Hales also tells a story about walking in Holladay Park with neighborhood advocates who were trying to bring a positive on-the-ground presence. Hales watched a patrol car drive onto the park's walkway "at speed," he says, "scattering pedestrians and families."

"What the hell?" Hales says. "What's going on here?"

Hales, who's assumed the role of front-runner in the mayor's race, has made challenging the Portland Police Bureau's status quo a recurring part of his stump speech, even at the risk of second-guessing what officers were doing in specific—even dangerous—situations.

It's a provocative stance for a mayoral candidate hoping to oversee the police and push them toward community policing. 

His opponent, state Rep. Jefferson Smith (D-East Portland), has also talked about connecting the police more closely to citizens. His proposals are more detailed than Hales', but not as far-reaching.

Portland Police Association president Daryl Turner bristles at Hales' anecdotes.

"Sometimes citizens see officers doing things and they don't know the reason why," Turner says. "They come to conclusions based on what they see, rather than giving the officer the benefit of the doubt."

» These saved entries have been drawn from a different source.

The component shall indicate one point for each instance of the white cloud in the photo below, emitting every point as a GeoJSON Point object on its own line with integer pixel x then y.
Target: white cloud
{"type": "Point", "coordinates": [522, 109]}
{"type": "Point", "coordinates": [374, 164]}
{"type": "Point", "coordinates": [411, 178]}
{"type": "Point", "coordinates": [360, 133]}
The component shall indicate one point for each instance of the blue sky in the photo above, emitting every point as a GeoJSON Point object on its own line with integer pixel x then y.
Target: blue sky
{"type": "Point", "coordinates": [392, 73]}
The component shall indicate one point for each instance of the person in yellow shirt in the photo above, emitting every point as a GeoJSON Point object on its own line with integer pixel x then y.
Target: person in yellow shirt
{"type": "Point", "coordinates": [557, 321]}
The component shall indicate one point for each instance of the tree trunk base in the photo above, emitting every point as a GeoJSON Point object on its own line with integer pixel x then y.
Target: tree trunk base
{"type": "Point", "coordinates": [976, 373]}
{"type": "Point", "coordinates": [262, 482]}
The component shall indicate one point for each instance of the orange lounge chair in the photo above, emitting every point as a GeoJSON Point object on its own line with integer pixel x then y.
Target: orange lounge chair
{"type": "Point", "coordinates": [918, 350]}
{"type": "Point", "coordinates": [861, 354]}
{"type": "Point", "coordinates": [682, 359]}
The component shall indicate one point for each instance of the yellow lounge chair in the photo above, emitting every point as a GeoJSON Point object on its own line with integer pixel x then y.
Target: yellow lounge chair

Hales says Portland's community policing reached its zenith under former Chief Charles Moose, who ran the bureau from 1993 to 1999. Since then, the bureau has struggled with its image as high-profile shootings and excessive-force cases have mounted.

The U.S. Department of Justice last month criticized the bureau's "pattern and practice" of excessive force against the mentally ill.

Smith and Hales have largely supported the reforms called for by the DOJ. While Hales lauds some officers for their close ties to the neighborhoods they serve, he says most city dwellers don't view the police as an open and inviting presence.

"We have room for improvement there, to say the least," he says.

Smith had the police union's endorsement until Oct. 11, when the group yanked its support following reports that Smith hadn't told the truth about a 1993 misdemeanor assault charge for striking a woman at a college party.

Smith says he won't rely on more foot patrols—often a key component of community policing—but rather more comprehensive community-based reform.

He says the city can improve its training at a new facility (approved by the City Council in March); create a volunteer MAX line watch; and form partnerships with nonprofits—reforms Smith says can be done "for a relatively low price point."

In an organization that often makes  major changes as quickly as a tree leaks sap, Hales says the push for community policing will have to come from the top—the mayor and the police chief. 

Chief Mike Reese nearly ran for mayor last fall, only to back off in the wake of the chaos stemming from shutting down the Occupy Portland camps.

Hales won't say if he will insist on a new chief. "I want to give Chief Reese every opportunity to succeed," he says. When asked if that sounds like Reese is on probation, Hales pauses and adds, "Aren't we all?"

But Hales' choice of advisers is telling: He tops his list with former Chief Rosie Sizer, whom Reese replaced after Mayor Sam Adams fired her in 2010 for criticizing his police budget. Sizer, who now lives in Bend, couldn't be reached for comment.

Smith says he won't discuss replacing Reese. He says the police chief's job has seen too much turnover: four chiefs in the past 10 years.

"I'm not too hasty in ousting a chief who has the ability and commitment to address the challenges, even if it takes more than a year," Smith says. (Reese declined to comment for this story.)

Turner, the union president, says Hales' talk about community policing is just a "political buzzword" for "old-school" tactics police have practiced for decades. He says budget cuts have made those efforts less effective, and the city needs to increase police staffing by 25 percent.

"It's not reinventing the wheel," Turner says.

Hales has yet to explain how he will pay for a shift in policing strategy that will require a more labor-intensive approach and more money. He hasn't said whether he'd spend more on police or find savings in the bureau's $167 million budget.

Vancouver, Wash., created a neighborhood police officer program about five years ago. Neighborhoods loved the change, but police cut their property crimes unit to pay for it.

Still, cities such as Los Angeles, Minneapolis and Boston have won awards from the U.S. Department of Justice for their community policing programs.

"It starts with who we hire, and how we train and how we assign work," Hales says, "and what’s considered prestigious in the bureau.”